Sunday Morning LitLinks

Tim Adams profiles “ultimate pessimist” and “reclusive soothsayer” Cormac McCarthy. (The Guardian)
Professor Michael Wutz discusses why the novel will never die. (Salt Lake Tribune)
Gary Dexter returns with a new story behind the name, this time looking at Kingsley Amis’s Lucky Jim. (The Telegraph)
Dean Radar rounds up the year’s best poetry books. (San Francisco Chronicle)
Borders CEO not too warm on the idea of a proprietary eReader. (Reuters)
Katy Guest looks back at the year’s most thrilling literary launches. (The Independent)
M.A. Orthofer looks at some of the year’s “best of” lists outside of the U.S. and U.K. (The Literary Saloon)
Oliver Marre tries to figure out why people hate Ian McEwan. (The Telegraph)
Louis de Bernières and other British writers are bringing back the days of the literary salon. (The Guardian)
On this day in 1929, D.H. Lawrence’s Lady Chatterly’s Lover was banned in the United States. (Today in Literature)


AuthorScoop
December 20th, 2009 at 1:25 pm
Hmmm.
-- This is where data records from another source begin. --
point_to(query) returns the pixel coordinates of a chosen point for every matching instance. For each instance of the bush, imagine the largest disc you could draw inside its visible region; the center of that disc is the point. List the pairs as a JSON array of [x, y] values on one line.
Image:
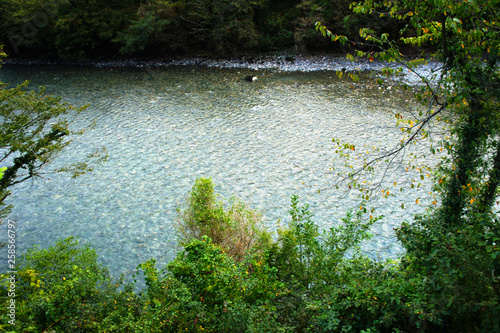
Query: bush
[[238, 230], [64, 289], [204, 289]]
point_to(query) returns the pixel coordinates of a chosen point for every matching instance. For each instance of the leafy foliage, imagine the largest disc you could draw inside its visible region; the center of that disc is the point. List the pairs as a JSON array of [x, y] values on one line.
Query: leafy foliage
[[238, 230], [64, 288]]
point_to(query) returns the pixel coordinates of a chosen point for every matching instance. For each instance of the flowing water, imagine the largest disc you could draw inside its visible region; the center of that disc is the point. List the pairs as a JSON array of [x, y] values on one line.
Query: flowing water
[[164, 127]]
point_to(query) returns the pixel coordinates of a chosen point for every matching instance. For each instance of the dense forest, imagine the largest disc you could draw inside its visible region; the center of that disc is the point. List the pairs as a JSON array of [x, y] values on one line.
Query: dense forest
[[185, 28]]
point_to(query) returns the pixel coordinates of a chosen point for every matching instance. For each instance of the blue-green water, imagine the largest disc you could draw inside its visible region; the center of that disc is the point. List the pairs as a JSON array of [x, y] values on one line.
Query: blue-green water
[[165, 127]]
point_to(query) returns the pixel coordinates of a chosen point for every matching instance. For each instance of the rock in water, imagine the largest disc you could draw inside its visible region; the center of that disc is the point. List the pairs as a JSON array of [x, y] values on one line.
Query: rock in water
[[251, 78]]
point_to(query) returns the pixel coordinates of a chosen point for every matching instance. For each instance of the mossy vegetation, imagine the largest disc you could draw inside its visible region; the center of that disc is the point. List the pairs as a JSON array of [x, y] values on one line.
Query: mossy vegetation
[[305, 279]]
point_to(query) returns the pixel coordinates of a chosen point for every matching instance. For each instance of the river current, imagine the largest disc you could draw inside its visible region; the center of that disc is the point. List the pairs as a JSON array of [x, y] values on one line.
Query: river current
[[163, 127]]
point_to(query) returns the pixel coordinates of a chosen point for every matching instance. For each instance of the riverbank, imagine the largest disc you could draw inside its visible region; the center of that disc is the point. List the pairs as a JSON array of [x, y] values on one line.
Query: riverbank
[[285, 63]]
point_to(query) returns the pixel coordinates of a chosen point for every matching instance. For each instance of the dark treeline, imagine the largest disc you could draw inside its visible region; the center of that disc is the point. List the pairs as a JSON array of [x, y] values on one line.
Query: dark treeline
[[76, 29]]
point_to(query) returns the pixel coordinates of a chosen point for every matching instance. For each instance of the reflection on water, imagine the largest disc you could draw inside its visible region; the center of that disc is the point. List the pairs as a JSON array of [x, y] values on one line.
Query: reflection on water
[[165, 127]]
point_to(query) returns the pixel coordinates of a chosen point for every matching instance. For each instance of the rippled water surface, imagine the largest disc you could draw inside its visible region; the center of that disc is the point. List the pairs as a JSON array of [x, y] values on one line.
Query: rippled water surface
[[165, 127]]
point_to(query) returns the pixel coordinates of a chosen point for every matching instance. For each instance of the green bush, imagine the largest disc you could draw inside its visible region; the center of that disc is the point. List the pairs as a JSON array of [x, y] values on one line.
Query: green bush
[[204, 289], [64, 289], [237, 229]]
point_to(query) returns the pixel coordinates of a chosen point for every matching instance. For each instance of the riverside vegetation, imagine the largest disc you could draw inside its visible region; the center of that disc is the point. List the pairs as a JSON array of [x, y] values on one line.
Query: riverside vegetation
[[244, 281], [233, 276], [87, 29]]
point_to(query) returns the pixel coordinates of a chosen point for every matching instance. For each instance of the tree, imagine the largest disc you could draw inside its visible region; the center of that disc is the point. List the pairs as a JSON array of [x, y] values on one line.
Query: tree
[[34, 128], [455, 248]]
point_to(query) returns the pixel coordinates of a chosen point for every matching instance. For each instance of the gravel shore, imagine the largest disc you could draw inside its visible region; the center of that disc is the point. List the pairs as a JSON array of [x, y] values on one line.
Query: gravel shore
[[294, 63]]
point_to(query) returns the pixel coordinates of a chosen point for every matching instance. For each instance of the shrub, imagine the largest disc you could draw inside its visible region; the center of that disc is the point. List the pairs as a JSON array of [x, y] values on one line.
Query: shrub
[[64, 289], [238, 230], [204, 289]]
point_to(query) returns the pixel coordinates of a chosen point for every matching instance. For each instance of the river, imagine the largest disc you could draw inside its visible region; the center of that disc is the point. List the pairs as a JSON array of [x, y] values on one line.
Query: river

I’ve only just read my first Ian McEwan, AMSTERDAM, and I thought it was terrific. Couldn’t put it down.
“Much of the recent criticism has, bizarrely, pointed out that McEwan is concerned solely with stories about the middle classes. One particularly cross chap bemoaned the fall of literature in “the country of Dickens”. That is a bit like complaining that Le Carré only writes about spies and then for good measure comparing him to Thackeray.”
Ha! There’s a strange phenomenon that some people think stories should somehow anticipate what we might have wanted them to be instead of evaluating what they are. I don’t know if it’s the click-happy technology making every damned thing from gas pumps to plush toys ‘interactive’ and answerable to our whims, but we seem to be losing the ability to spectate.
It’s as if the balance between action and its equal and opposite reaction is off. And that ain’t just physics, it practice for life. Creation and control are elements of the human experience, but everything’s a bit lopsided when we don’t develop our ability to respond to what never required our input.
December 20th, 2009 at 2:35 pm
the irony, of course, being that the same technology makes it easier than ever to “change the channel,” as it were. instead of trying to cram good artists into some other mold, seek out the author you “want him to be” elsewhere…
December 20th, 2009 at 4:30 pm
Definitely. My hope would be that quick access would afford people better opportunity to find something that pleases them.